J&K, HP youth come forward as volunteers
Ramesh Ramachandran
Tribune News Service

New Delhi, January 9
Shamima from Srinagar and Anita Sharma from Bilaspur are among hundreds of youth living in Jammu and Kashmir and Himachal Pradesh who have signed up with the Nehru Yuva Kendra Sangathan, an autonomous body under the Union Ministry of Sports and Youth Affairs, to join in the rehabilitation work in the tsunami-affected parts of the country.

“I am going to Andaman next week to help those affected by the disaster,” Shamima (23), who works with a mahila mandal, said over the telephone from Srinagar.
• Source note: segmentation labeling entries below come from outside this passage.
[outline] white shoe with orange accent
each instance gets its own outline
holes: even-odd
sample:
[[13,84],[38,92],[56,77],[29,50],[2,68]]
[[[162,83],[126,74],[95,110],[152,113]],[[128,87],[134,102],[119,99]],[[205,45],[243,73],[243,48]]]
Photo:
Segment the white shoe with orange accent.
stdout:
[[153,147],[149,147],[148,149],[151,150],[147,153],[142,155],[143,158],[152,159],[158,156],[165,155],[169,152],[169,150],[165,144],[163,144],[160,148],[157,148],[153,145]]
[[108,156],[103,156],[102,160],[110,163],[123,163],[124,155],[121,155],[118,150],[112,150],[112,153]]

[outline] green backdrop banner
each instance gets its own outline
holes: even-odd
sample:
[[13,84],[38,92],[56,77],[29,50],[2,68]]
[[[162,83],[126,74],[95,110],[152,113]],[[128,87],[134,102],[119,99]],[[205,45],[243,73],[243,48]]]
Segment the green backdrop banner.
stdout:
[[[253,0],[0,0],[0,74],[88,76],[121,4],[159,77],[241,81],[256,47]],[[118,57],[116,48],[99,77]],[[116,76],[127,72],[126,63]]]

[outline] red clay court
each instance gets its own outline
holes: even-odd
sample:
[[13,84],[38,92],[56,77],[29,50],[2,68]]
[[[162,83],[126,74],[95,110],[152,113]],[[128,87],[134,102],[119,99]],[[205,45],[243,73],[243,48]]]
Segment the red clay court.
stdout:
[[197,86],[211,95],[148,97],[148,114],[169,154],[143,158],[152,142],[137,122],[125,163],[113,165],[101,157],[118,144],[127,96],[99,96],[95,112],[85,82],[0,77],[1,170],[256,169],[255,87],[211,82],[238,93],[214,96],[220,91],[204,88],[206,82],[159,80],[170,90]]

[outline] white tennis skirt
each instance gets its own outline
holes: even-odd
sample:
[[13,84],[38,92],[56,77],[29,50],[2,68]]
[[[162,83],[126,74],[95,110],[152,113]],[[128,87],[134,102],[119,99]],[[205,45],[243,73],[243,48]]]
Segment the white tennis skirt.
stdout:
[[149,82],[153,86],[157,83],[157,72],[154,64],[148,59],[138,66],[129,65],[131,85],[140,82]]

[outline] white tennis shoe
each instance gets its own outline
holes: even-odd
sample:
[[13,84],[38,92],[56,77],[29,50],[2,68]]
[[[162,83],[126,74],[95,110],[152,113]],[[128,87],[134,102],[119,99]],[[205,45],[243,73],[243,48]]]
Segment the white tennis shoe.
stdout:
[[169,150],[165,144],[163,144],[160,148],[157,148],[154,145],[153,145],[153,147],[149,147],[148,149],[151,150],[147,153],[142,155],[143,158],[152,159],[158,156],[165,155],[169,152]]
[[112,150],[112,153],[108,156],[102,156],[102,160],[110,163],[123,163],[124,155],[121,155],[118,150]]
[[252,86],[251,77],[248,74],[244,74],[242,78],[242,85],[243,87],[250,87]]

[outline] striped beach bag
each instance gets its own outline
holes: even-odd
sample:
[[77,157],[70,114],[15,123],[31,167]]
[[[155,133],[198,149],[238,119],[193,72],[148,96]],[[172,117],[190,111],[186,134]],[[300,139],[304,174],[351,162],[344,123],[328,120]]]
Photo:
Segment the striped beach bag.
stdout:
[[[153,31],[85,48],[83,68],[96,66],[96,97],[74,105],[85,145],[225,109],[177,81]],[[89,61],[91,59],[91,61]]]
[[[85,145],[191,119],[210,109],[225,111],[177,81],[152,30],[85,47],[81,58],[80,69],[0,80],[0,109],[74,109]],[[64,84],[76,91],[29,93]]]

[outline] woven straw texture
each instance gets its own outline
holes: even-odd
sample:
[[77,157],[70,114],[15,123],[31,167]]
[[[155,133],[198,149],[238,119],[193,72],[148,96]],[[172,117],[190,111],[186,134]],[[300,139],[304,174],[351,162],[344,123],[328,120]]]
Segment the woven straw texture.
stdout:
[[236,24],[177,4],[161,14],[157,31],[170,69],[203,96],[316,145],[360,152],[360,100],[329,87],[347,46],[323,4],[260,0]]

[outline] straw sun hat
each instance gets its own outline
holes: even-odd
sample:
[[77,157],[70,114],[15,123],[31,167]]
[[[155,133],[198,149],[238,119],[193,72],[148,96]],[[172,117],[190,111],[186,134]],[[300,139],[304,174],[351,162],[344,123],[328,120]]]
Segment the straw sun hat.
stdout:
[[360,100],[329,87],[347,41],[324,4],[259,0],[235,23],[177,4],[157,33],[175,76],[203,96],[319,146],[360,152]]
Anita (25) of Namhol village in Bilaspur, Himachal Pradesh, is a postgraduate. Like Shamima, she works as a volunteer for the mahila mandal in her district.

Over the next few weeks, they will join volunteers from Punjab, Haryana and Delhi to help people of Tamil Nadu and Andaman and Nicobar Islands affected by the disaster.

Shamima and Anita will offer counselling to traumatised women and children. Others like Kishan Lal of Bilaspur will help rebuild infrastructure.

Executive director of Nehru Yuva Kendra Sangathan Yogender Choudhary said the volunteers would be sent in batches for a fortnight. “We are also sending doctors and skilled personnel like masons, plumbers, carpenters besides youth who are universal donors of blood and can be of help,” he told The Tribune.

Each batch of volunteers will comprise at least five counsellors who can help women and children, especially orphans, overcome the trauma of losing their loved ones.

The services of Anganwadi workers have also been enlisted. The volunteers have given a written consent to be part of the rehabilitation effort. They will also help find and dispose of bodies and carcasses, collect and distribute relief material besides joining the local youth to assist the Public Works Department (PWD) in opening roads.

“Since jetties have been destroyed, they will also assist the Navy unload ration supplies,” Mr Choudhary added.